Question of the Day: Would Carmelo Anthony make the Lakers a better team?
Writers from around the Tribune Co. weigh in on the trade rumors involving the Denver Nuggets' superstar. Check back throughout the day for more responses and feel free to leave a comment of your own.
Broderick Turner, Los Angeles Times
If the Lakers acquired Carmelo Anthony from the Nuggets for Los Angeles center Andrew Bynum, Denver’s all-star forward would make the Lakers a better offensive team.
Imagine the offensive weapons Lakers Coach Phil Jackson would have at his disposal: Kobe Bryant, Pau Gasol and Anthony. That threesome would rival any in the NBA, including Miami’s Big Three of Dwyane Wade, LeBron James and Chris Bosh.
But Anthony wouldn’t make the Lakers a better overall team. (A little side note: The Lakers would have to dump Ron Artest if they got Anthony.)
Anthony’s defense is suspect at best. His rebounding is decent. And his willingness to share the basketball is questionable. Sure, it would be fun to see the Lakers going on scoring rampages every game with Anthony in the lineup. But the Lakers already average 103.1 points per game, seventh-best in the NBA.
What matters in the NBA, particularly in the playoffs, is size. And a 7-foot Bynum gives the Lakers a bigger advantage than the 6-foot-8 Anthony.
K.C. Johnson, Chicago Tribune
Carmelo Anthony would make any team he plays for better because the NBA is all about talent and creating matchup problems. In both departments, Anthony succeeds. And don't fret about Anthony and Kobe Bryant coexisting. Great players figure it out.

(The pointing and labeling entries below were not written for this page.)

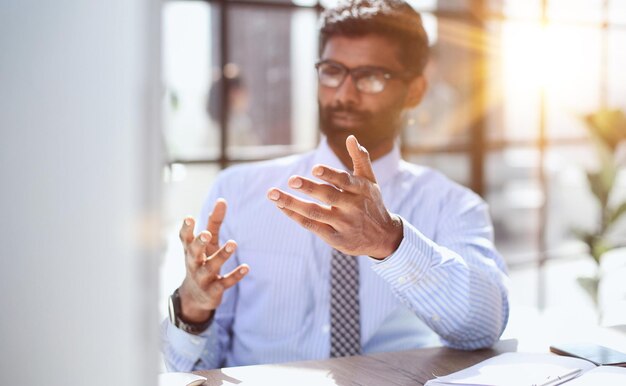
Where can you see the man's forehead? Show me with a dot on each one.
(366, 50)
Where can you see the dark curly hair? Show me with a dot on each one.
(394, 19)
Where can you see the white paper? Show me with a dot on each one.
(514, 369)
(603, 375)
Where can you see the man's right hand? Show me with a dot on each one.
(202, 289)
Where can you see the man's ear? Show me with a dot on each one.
(417, 89)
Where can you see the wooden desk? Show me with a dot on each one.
(397, 368)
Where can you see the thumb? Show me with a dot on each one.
(361, 162)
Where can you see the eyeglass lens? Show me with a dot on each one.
(366, 80)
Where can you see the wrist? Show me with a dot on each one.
(190, 310)
(178, 319)
(392, 239)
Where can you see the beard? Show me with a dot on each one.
(338, 121)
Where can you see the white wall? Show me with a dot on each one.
(79, 192)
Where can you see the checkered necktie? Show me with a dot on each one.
(345, 328)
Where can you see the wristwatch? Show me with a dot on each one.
(175, 312)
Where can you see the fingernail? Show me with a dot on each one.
(295, 182)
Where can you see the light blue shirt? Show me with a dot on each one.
(445, 279)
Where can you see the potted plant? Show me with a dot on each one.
(607, 128)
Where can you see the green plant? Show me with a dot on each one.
(608, 129)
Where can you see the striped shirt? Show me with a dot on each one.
(445, 281)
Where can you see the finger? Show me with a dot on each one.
(215, 220)
(324, 231)
(360, 159)
(339, 178)
(197, 248)
(214, 262)
(328, 194)
(186, 231)
(310, 210)
(235, 276)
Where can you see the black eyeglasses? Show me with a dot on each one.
(369, 80)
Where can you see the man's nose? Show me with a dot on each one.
(347, 93)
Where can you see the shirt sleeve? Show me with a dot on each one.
(188, 352)
(456, 284)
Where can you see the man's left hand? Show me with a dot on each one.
(354, 219)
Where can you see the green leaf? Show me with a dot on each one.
(617, 213)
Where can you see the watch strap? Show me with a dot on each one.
(175, 314)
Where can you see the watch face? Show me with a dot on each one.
(171, 310)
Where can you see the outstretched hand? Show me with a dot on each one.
(203, 287)
(354, 219)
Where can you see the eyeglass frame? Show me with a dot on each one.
(387, 74)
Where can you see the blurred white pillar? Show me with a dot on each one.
(79, 192)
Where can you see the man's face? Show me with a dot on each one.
(375, 119)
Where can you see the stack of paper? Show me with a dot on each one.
(525, 369)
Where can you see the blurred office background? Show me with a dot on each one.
(116, 116)
(510, 83)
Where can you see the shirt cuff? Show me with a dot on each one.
(408, 264)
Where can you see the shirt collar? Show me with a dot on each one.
(384, 168)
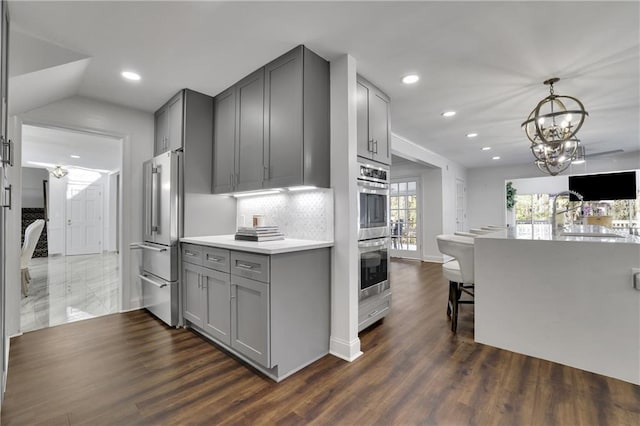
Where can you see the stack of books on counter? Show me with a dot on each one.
(259, 233)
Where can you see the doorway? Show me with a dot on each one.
(404, 201)
(77, 276)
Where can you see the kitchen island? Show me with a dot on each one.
(268, 302)
(566, 297)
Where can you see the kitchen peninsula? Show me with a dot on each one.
(566, 297)
(266, 302)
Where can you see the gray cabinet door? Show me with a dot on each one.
(250, 331)
(250, 132)
(364, 140)
(224, 139)
(175, 113)
(192, 293)
(379, 129)
(284, 120)
(161, 131)
(217, 319)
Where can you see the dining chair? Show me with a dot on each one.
(459, 272)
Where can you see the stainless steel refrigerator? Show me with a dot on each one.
(162, 230)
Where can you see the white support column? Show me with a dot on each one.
(344, 343)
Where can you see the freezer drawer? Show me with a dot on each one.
(161, 261)
(160, 298)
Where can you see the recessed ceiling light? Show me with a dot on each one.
(130, 75)
(410, 79)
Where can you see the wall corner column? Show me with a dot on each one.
(344, 341)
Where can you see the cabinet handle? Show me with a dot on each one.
(8, 190)
(243, 265)
(7, 151)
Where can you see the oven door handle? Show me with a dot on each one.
(373, 243)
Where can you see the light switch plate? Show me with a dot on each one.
(635, 278)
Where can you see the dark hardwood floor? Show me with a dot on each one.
(129, 369)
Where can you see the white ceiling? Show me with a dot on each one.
(486, 60)
(44, 147)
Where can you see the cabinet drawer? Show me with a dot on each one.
(192, 254)
(249, 265)
(370, 312)
(216, 258)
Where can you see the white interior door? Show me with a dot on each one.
(84, 219)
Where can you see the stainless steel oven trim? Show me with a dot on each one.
(366, 247)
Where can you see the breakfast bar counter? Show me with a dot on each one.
(566, 297)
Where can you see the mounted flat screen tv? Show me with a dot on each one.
(607, 186)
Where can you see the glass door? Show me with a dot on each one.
(405, 226)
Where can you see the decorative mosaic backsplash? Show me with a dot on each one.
(306, 215)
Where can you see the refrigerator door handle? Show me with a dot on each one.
(155, 173)
(150, 281)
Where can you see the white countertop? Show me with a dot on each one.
(578, 233)
(265, 247)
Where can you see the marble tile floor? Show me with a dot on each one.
(65, 289)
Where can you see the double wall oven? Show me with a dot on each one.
(373, 243)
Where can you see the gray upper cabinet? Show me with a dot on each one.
(175, 121)
(168, 126)
(184, 122)
(374, 130)
(297, 120)
(281, 133)
(161, 131)
(250, 131)
(224, 137)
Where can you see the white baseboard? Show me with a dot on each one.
(349, 351)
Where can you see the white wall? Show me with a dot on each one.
(111, 213)
(32, 188)
(13, 293)
(57, 206)
(440, 192)
(136, 130)
(486, 187)
(344, 342)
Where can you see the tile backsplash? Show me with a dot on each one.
(306, 215)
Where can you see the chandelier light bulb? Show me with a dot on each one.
(554, 145)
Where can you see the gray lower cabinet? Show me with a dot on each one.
(373, 123)
(250, 319)
(206, 296)
(272, 311)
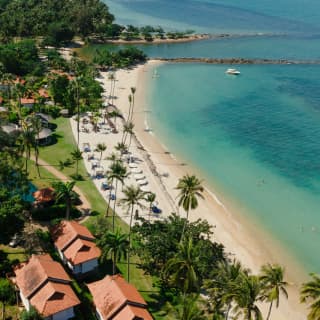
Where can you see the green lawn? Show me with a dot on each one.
(61, 151)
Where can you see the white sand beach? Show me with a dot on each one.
(162, 171)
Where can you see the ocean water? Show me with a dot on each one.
(255, 137)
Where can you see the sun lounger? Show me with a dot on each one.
(139, 176)
(136, 170)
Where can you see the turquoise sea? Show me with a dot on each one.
(255, 137)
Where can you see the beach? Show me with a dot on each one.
(162, 170)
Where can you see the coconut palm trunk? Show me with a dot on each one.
(129, 249)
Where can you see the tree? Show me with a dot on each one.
(273, 284)
(100, 148)
(181, 269)
(190, 190)
(246, 293)
(6, 294)
(64, 192)
(77, 156)
(127, 129)
(220, 287)
(117, 172)
(310, 293)
(115, 244)
(132, 197)
(188, 308)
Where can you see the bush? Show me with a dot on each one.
(57, 211)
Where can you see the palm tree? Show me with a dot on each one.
(310, 292)
(181, 268)
(100, 148)
(190, 190)
(127, 129)
(188, 308)
(247, 292)
(76, 156)
(132, 197)
(64, 192)
(273, 284)
(112, 78)
(113, 157)
(133, 91)
(115, 244)
(150, 198)
(36, 127)
(220, 288)
(26, 143)
(117, 172)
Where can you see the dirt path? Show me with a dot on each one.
(85, 203)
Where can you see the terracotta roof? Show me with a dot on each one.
(44, 195)
(133, 313)
(112, 294)
(32, 274)
(81, 251)
(53, 298)
(27, 100)
(67, 231)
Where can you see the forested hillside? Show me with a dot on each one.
(24, 18)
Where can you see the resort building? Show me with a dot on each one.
(116, 299)
(76, 247)
(44, 284)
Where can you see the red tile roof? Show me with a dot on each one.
(45, 283)
(132, 313)
(27, 101)
(81, 251)
(30, 275)
(67, 231)
(53, 298)
(112, 295)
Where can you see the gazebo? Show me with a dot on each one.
(44, 136)
(44, 196)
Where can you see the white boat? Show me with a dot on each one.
(233, 71)
(155, 74)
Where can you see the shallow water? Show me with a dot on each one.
(254, 137)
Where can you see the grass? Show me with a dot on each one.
(61, 151)
(13, 253)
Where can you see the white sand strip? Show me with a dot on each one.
(240, 238)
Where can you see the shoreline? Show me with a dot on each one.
(252, 247)
(231, 228)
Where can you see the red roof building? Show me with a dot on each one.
(76, 246)
(44, 284)
(116, 299)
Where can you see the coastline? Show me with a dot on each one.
(250, 246)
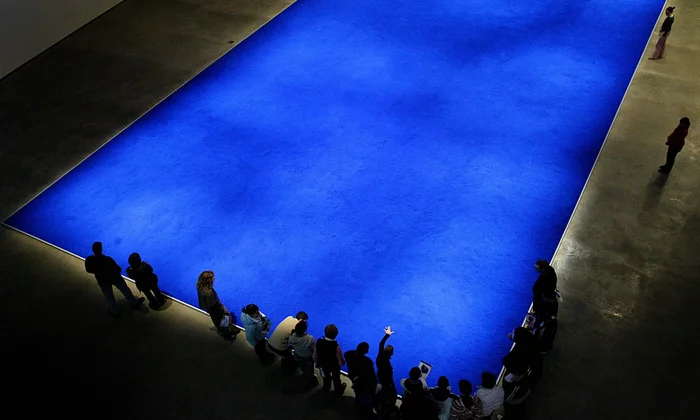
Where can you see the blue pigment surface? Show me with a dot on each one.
(371, 163)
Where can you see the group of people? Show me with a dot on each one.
(372, 381)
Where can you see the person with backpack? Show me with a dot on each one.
(257, 325)
(364, 379)
(224, 321)
(146, 280)
(303, 345)
(108, 274)
(329, 358)
(414, 403)
(441, 398)
(385, 375)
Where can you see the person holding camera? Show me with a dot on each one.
(257, 325)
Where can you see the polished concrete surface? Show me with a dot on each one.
(629, 264)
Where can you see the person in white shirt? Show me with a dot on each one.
(278, 343)
(490, 394)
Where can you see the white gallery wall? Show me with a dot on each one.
(28, 27)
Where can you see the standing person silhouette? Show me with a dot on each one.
(146, 280)
(665, 31)
(385, 375)
(675, 143)
(108, 273)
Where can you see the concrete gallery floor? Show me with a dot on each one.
(628, 263)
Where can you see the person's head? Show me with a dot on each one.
(205, 280)
(301, 328)
(251, 310)
(541, 265)
(488, 380)
(331, 331)
(389, 351)
(465, 387)
(134, 259)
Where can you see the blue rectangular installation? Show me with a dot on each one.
(372, 163)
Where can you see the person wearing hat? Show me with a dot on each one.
(675, 143)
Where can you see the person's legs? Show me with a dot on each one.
(106, 288)
(306, 364)
(662, 52)
(327, 381)
(670, 160)
(152, 302)
(338, 384)
(120, 284)
(659, 49)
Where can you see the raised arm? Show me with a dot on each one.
(387, 333)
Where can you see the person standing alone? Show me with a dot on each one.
(675, 143)
(663, 35)
(108, 273)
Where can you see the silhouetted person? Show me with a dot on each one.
(278, 343)
(415, 404)
(257, 325)
(545, 332)
(675, 143)
(304, 346)
(385, 375)
(441, 397)
(108, 273)
(546, 282)
(329, 358)
(466, 407)
(665, 31)
(523, 354)
(146, 280)
(224, 321)
(364, 379)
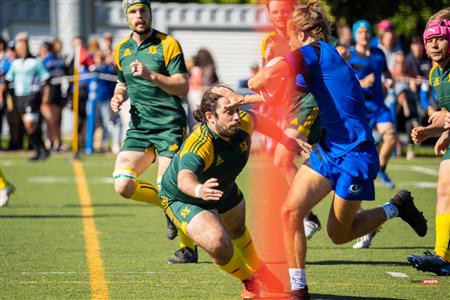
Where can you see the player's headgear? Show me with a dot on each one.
(361, 24)
(126, 4)
(437, 28)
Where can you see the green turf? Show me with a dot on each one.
(43, 253)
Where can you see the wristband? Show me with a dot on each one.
(197, 190)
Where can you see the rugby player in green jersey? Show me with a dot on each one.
(437, 44)
(201, 196)
(152, 73)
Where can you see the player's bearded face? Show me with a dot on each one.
(226, 120)
(139, 19)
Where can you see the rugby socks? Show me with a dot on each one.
(245, 244)
(443, 236)
(146, 192)
(3, 182)
(298, 279)
(390, 210)
(185, 241)
(236, 266)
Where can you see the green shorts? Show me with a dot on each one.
(166, 142)
(305, 119)
(446, 154)
(181, 213)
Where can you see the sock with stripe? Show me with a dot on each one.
(146, 192)
(245, 244)
(236, 266)
(443, 236)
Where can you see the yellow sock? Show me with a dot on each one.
(443, 236)
(3, 182)
(185, 241)
(146, 192)
(245, 244)
(237, 266)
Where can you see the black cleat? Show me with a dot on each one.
(301, 294)
(184, 255)
(430, 263)
(409, 212)
(171, 229)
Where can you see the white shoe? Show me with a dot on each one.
(4, 194)
(311, 227)
(365, 240)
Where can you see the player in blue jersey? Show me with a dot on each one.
(345, 160)
(369, 64)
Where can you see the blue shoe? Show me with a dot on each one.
(430, 263)
(386, 180)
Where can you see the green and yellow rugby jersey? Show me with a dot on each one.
(151, 107)
(208, 156)
(440, 82)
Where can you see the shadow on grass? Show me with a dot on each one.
(356, 262)
(330, 297)
(60, 216)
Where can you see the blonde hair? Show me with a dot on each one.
(309, 18)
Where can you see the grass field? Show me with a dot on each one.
(53, 246)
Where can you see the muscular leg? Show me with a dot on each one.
(443, 211)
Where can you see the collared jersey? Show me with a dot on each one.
(440, 82)
(338, 94)
(364, 65)
(151, 107)
(209, 156)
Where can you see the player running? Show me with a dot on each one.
(200, 193)
(437, 39)
(345, 160)
(152, 73)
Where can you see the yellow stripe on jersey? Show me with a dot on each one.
(431, 73)
(117, 52)
(264, 44)
(200, 143)
(171, 48)
(246, 122)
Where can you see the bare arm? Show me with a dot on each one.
(189, 184)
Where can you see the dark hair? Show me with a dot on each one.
(209, 103)
(292, 2)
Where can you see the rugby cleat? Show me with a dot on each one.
(409, 212)
(171, 229)
(250, 289)
(365, 240)
(312, 225)
(301, 294)
(386, 180)
(430, 263)
(184, 255)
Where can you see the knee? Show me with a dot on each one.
(124, 187)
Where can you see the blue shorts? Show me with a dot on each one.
(381, 115)
(352, 174)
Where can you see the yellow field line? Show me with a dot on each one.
(97, 279)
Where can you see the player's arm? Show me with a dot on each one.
(189, 184)
(267, 127)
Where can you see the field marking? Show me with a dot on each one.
(97, 279)
(398, 274)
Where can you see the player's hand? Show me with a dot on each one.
(209, 192)
(435, 116)
(235, 98)
(139, 70)
(447, 121)
(296, 145)
(419, 134)
(116, 102)
(442, 143)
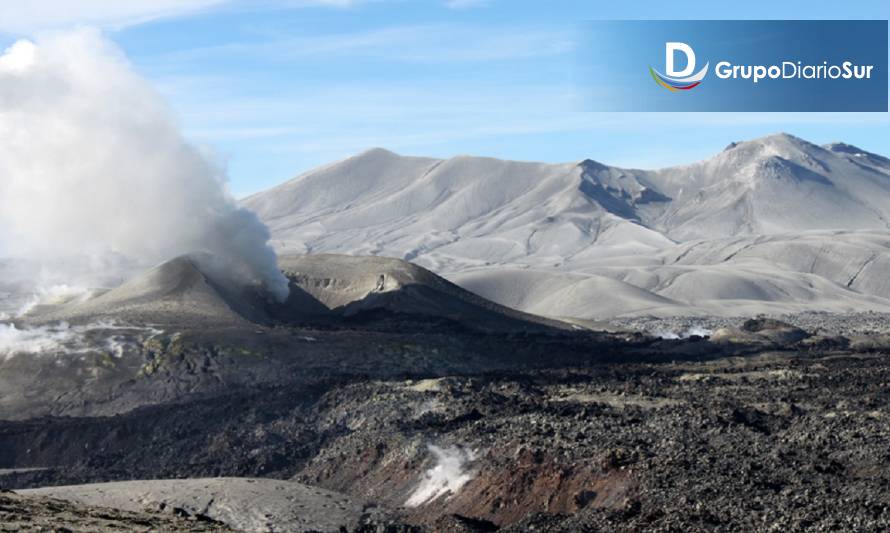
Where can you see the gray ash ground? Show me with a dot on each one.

Furthermore, Phil Jackson is a master at meshing talent, although how Anthony would fit in the triangle is somewhat of a question mark.
Anthony is one of the game's elite scorers, and the Lakers have enough size to overcome the loss of Andrew Bynum, though most reports state this is all a fantasy because the Lakers aren't parting with Bynum.
Compliments aside, there's a reason Anthony's Nuggets teams have flamed out in the first round of so many playoff runs. Anthony isn't a great defender and his teams have lacked the ability to make the transition to playoff basketball, which is more about halfcourt offense, rebounding and defense.
Ira Winderman, Sun Sentinel
Sure. But not at the cost of Andrew Bynum.
Is Carmelo Anthony an upgrade at small forward on Ron Artest? Certainly, as are many small forwards.
But the Lakers' singular advantage, perhaps even more than Kobe at this stage, is the ability to field a lengthy front line of Bynum, Pau Gasol and Lamar Odom. Remove Bynum from that equation and Gasol's productivity diminishes significantly at center, as does Odom's height advantage at power forward.
Anthony in exchange for anyone on the roster other than Kobe, Bynum or Gasol makes all the sense in the world, except, of course, to Denver.
The sense is that this is all a plant by the Nuggets to get the Knicks to ante up more than their current proposals.
The team that would benefit most from Bynum-for-Anthony? The Spurs.